The system feeds air into a heat exchanger, where it is heated then drawn into a compressor and compressed until it reaches 200 F. It is then cooled to -103 F, decompressed and expanded to reach -148 F. Repetition of the process keeps the air in the space at -112 F. There is no air cooler, no refrigeration piping and no defrosting. The system offers high-level safety and security for humans with virtually no environmental impact.
The company says more than 100 PascalAir units are in operation for low-temp tuna storage and the pharmaceutical industries. Search for more information at https://youtu.be/X2zkNjDL4K0.
Carbon dioxide and space heating
In the space-heating world, suppliers of heat pumps — an increasing amount of them producing C02 heat pumps — are getting far more attention in 2019 than they were even one year ago, according to manufacturers Sanden and Mayekawa. In the buildings and HVAC sessions at Climate Week New York, virtually every presenter and panelist at some point talked about the proliferation of heat pumps, air-source heat pumps, C02 heat pumps, ground-source heat pumps and natural refrigerants.

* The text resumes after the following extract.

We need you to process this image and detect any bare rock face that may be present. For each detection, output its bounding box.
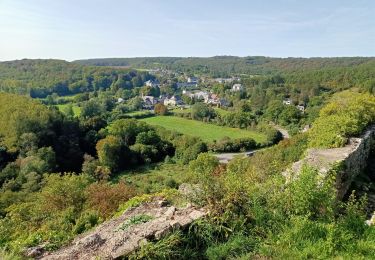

“We have children in the streets who want the truth, and having the message come from 16-year-old Greta Thunberg and the Secretary-General of the United Nations is not enough,” said Rachel Kyte, special representative of the United Nations Secretary-General for sustainable energy for all. “We must go from these rooms and spread the news to bring everyone else in. You’ve heard from all our panelists about the economic benefits of sustainable systems. The laggards must be called out not just by Greta, but by us. It’s about designing the future for ourselves and our young people.”
There is no way to know if misinformation about natural refrigerants created within the cooling industry itself and delivered to the White House will help with sales of the products of those who are not in the natural refrigerant business. But they are not helping our planet and are unlikely to help with the politics of the international standards alignment problem.

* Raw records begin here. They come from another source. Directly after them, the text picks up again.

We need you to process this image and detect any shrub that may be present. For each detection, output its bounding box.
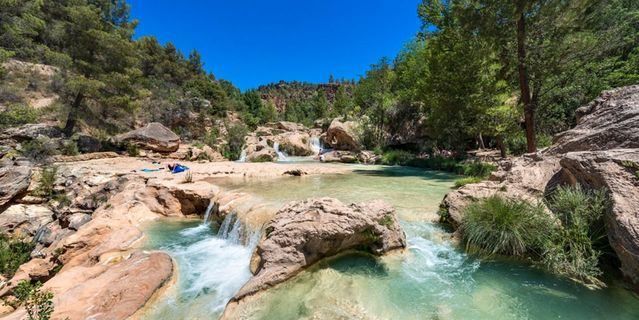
[126,143,140,157]
[14,280,53,320]
[458,161,497,179]
[20,136,57,162]
[60,140,80,156]
[0,234,35,279]
[382,150,415,166]
[542,185,608,286]
[35,167,58,198]
[460,196,552,256]
[454,177,483,189]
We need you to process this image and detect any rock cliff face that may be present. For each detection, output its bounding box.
[548,85,639,154]
[113,122,180,153]
[441,86,639,288]
[223,198,406,318]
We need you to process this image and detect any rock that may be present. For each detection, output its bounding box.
[0,204,53,238]
[548,85,639,154]
[440,156,563,227]
[0,166,31,213]
[326,119,362,151]
[246,147,277,162]
[0,123,63,142]
[269,121,306,132]
[233,198,406,301]
[75,133,102,153]
[45,252,173,320]
[275,132,315,157]
[51,152,120,162]
[114,122,180,153]
[64,212,91,231]
[561,149,639,288]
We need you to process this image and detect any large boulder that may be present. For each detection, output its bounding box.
[0,166,31,212]
[549,85,639,154]
[0,204,53,238]
[275,132,315,157]
[233,198,406,301]
[325,119,362,151]
[561,149,639,288]
[114,122,180,153]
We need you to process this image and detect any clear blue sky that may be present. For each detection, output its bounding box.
[129,0,421,90]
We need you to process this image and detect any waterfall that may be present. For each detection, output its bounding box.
[310,137,322,154]
[273,142,288,161]
[202,200,215,224]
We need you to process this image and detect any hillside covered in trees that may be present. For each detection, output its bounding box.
[0,0,639,159]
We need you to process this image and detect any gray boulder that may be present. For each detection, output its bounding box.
[548,85,639,154]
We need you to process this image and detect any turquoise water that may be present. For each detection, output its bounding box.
[147,166,639,319]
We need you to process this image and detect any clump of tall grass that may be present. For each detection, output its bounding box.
[542,185,608,287]
[460,196,552,256]
[460,185,609,287]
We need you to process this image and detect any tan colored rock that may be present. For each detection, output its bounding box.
[232,198,406,301]
[440,156,563,227]
[326,119,362,151]
[114,122,180,153]
[561,149,639,288]
[0,204,53,238]
[274,132,315,157]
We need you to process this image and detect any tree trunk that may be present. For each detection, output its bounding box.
[495,135,506,158]
[63,92,84,137]
[517,1,537,153]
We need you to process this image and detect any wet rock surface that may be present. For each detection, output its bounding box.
[225,198,406,308]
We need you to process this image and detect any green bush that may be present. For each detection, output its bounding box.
[504,131,552,155]
[126,143,140,157]
[14,280,54,320]
[382,150,415,166]
[35,167,58,199]
[20,136,57,162]
[0,234,35,279]
[454,177,483,189]
[458,161,497,179]
[60,140,80,156]
[460,196,552,256]
[0,104,38,128]
[542,185,608,286]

In any case, as shown here, natural refrigerants are emerging as useful in numerous applications. Dozens of manufacturers have proven systems employing them and are introducing new products every day. Plenty of case studies show North American companies, such as grocery retailers with numerous locations or heavily used public buildings including sports arenas, switching to natural refrigerants.
For good reasons, they will continue to switch to successful, safe and economically viable cooling and refrigeration installations using natural refrigerants.
Greta may be right: “It’s time for adults to stop acting like children.”